Can Recuva recover from microSD card ? If not, any other tools available ? Free if possible.


----------



## nac (Mar 23, 2016)

meetdilip said:


> Can Recuva recover from microSD card ? If not, any other tools available ? Free if possible.


Why don't you try and see if recuva works or not?
If that's not working, try this The Best Data Recovery Software |*MiniTool Power Data Recover


----------



## abhinav_sinha (Mar 24, 2016)

It might given that you haven't put some new data after deleting the old ones, but the recovery might not be able to recover the file completely.
I tried once and the file was there to recover but the status was non-recoverable even though I tried to recover just after deleting. I tried several software but none were successful on microsd.
Try ASAP, you might be lucky.


----------



## amit.tiger12 (Mar 24, 2016)

Use card reader for memory card and try all recovery software..
Adding up all will give you best result.
I tried 7 softwares for 2 memory card, you can try


----------



## airjackali (Jul 7, 2016)

> Why don't you try and see if recuva works or not?
> If that's not working, try this The Best Data Recovery Software |*MiniTool Power Data Recover



i tested Recuva to recover deleted photos on my LG G3. It didn't scan any deleted photos from my sd card.


----------



## SaiyanGoku (Jul 7, 2016)

airjackali said:


> i tested Recuva to recover deleted photos on my LG G3. It didn't scan any deleted photos from my sd card.

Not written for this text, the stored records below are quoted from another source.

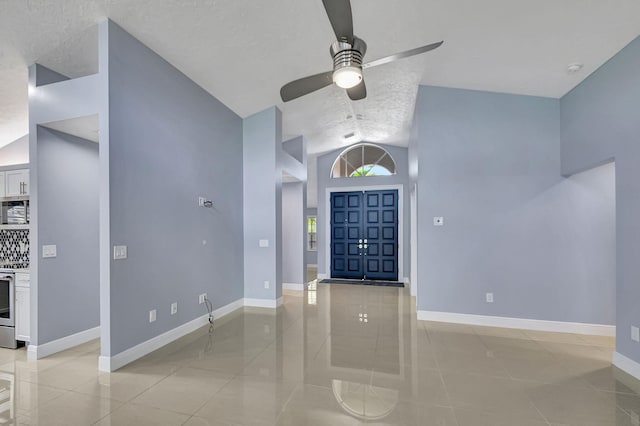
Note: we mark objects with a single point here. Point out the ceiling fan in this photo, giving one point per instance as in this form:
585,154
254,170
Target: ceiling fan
347,53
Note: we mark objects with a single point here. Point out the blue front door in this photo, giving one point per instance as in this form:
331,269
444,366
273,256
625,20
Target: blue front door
346,235
364,235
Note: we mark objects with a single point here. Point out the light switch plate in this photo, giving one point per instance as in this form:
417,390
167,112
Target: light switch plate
49,251
119,252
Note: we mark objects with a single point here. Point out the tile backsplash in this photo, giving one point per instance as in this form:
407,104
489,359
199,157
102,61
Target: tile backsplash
14,246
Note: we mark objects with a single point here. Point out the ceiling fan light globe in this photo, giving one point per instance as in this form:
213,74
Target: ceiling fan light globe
347,77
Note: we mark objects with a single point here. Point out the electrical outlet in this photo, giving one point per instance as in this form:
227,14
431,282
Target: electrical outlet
49,251
119,252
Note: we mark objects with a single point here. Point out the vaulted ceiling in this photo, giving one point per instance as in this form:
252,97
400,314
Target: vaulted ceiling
243,51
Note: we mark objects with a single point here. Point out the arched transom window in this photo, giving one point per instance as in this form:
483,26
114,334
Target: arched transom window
363,160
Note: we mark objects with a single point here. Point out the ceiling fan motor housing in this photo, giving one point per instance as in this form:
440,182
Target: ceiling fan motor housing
347,62
347,54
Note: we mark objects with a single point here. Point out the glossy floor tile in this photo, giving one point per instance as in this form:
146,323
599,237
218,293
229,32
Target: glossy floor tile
332,355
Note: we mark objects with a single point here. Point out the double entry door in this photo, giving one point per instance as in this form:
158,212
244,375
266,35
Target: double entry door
364,235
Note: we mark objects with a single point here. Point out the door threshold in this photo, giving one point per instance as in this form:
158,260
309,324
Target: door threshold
381,283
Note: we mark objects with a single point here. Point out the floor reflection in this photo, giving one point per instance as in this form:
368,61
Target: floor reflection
332,355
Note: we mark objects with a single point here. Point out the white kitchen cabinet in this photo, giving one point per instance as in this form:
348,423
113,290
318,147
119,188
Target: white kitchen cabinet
23,307
16,182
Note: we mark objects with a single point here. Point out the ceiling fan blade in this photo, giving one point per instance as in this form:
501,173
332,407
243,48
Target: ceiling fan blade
401,55
339,13
357,92
305,85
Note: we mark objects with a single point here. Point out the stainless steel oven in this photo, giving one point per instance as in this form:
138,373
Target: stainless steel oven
7,310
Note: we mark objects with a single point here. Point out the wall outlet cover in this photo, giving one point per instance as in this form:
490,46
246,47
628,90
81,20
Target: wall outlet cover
49,251
119,252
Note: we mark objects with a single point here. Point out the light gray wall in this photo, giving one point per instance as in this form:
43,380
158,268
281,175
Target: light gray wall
17,152
600,121
325,164
544,245
293,236
262,144
52,102
69,284
169,142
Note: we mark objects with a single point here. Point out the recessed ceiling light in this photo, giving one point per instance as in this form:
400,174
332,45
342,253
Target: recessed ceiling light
574,68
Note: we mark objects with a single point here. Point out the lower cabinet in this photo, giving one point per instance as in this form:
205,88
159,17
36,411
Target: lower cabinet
23,308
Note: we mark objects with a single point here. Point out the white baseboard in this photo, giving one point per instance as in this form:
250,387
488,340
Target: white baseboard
263,303
62,344
519,323
292,286
112,363
627,365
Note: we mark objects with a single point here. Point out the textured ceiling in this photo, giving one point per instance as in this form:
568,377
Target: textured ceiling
243,51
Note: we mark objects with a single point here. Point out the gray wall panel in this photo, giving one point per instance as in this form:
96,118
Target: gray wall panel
69,284
600,121
544,245
170,142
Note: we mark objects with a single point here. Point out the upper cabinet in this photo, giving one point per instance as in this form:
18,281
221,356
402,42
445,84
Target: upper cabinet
16,182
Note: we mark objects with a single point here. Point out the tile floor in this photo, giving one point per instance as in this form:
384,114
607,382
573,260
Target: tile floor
337,355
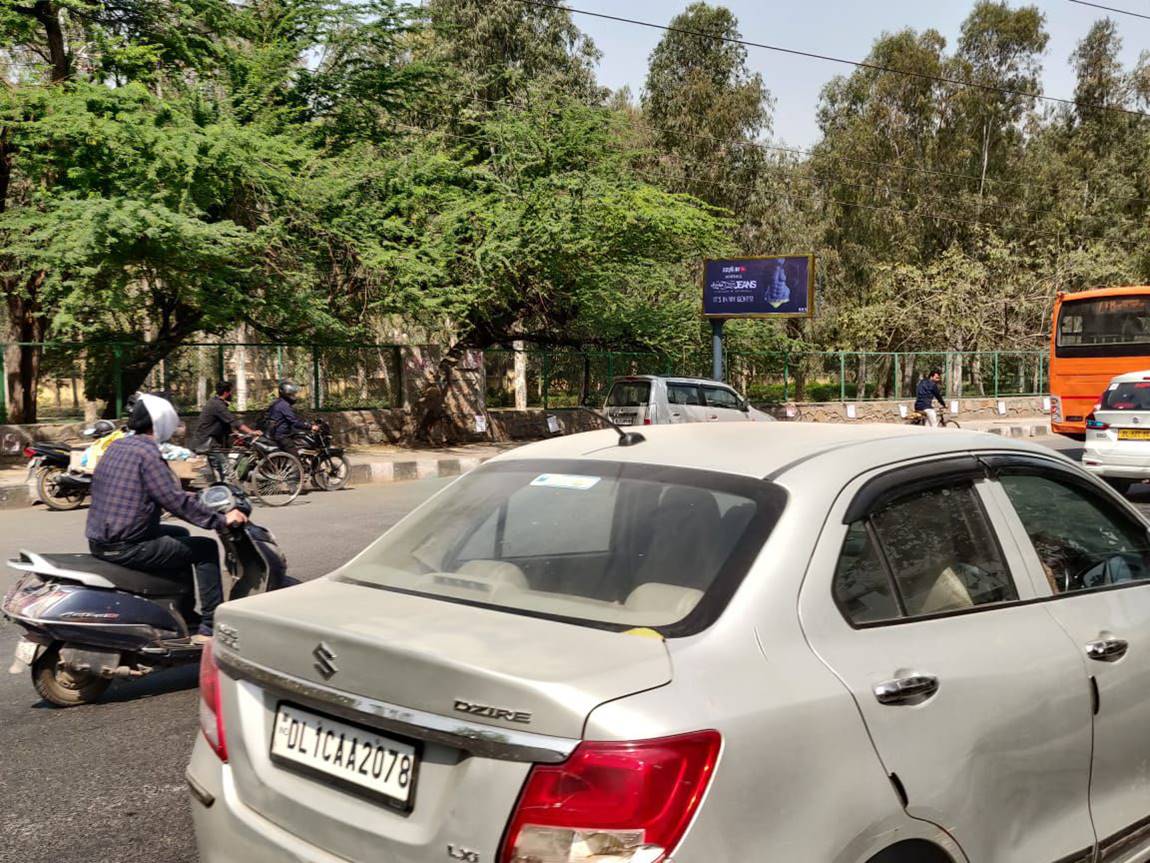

Was the card inside the phone or inside a card reader when you tried recovering the data?


----------



## Aaronjacobson (Sep 8, 2016)

Once I lost my data from Micro SD card and I used many software but not any work for me. So, Inform if any work for you!


----------



## amit.tiger12 (Sep 12, 2016)

^ there are many softwares which worked for me..
You can check those softwares on "top ten review" site & search "data recovery software"

Use torrent for premium version or buy those softwares..
Those will help you...


----------